In the past, we could have looked with confidence at this new population as a net plus. But that may no longer be so much the case, given the current economic direction of California. It has become increasingly difficult in the state for many industries – such as agriculture, manufacturing, construction and logistics – that traditionally have employed Latino immigrants. In contrast, the one industry favored by Sacramento’s political class – the technology firms synonymous with Silicon Valley – has not engendered much progress for Latinos, whose incomes there have dropped while those of whites and Asians have grown.

Of CA vs. some other states:

This explains how California increasingly diverges both from the experience of other immigrants over the past century, and what is occurring today in some other states. In Georgia, Kansas and Nevada, as well as Texas, upward of 40 percent of Latino voters this year supported GOP candidates, compared with more than 70 percent lockstep support for Democrats in California.
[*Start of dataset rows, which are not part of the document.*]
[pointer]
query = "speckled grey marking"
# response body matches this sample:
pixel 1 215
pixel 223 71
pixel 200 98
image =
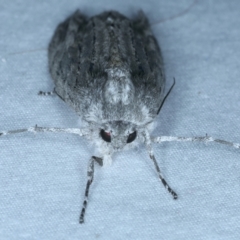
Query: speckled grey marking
pixel 109 69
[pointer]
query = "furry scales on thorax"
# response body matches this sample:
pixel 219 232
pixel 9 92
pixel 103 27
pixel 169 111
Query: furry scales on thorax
pixel 109 69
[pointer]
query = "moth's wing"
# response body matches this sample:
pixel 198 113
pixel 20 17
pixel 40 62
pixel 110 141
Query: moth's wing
pixel 150 76
pixel 63 53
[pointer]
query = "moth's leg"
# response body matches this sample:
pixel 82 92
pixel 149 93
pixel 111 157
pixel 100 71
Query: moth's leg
pixel 205 139
pixel 165 184
pixel 36 129
pixel 150 151
pixel 90 174
pixel 52 93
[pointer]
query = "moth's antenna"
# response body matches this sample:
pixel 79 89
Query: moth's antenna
pixel 166 96
pixel 150 151
pixel 205 139
pixel 36 129
pixel 90 174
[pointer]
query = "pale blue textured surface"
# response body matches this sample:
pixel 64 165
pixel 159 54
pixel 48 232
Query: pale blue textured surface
pixel 43 177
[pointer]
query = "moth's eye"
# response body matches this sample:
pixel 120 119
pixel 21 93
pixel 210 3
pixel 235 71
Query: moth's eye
pixel 106 136
pixel 132 136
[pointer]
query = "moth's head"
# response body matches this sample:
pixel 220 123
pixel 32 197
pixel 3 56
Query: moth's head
pixel 118 134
The problem here is not party per se – traditional Democrats historically combined liberal views with a strong pro-growth economic orientation. But we now see a shift within California Latino politicians away from support for broad-based growth and toward a greater reliance on redistribution and increased dependence on government. This approach may hurt their constituents but conveniently aligns with the preferences of wealthy white liberals in Marin County, San Francisco and other gentry locales, whose interest is to restrain economic growth.

One has to wonder, in my case as a non-Latino Californian here for over four decades, where this will all lead. One consequence could be to increase the state’s already large population living in poverty and boost California’s share of welfare recipients, roughly a third of the national total. The potential long term for a dangerous cocktail of racial and class resentment is not hard to envision.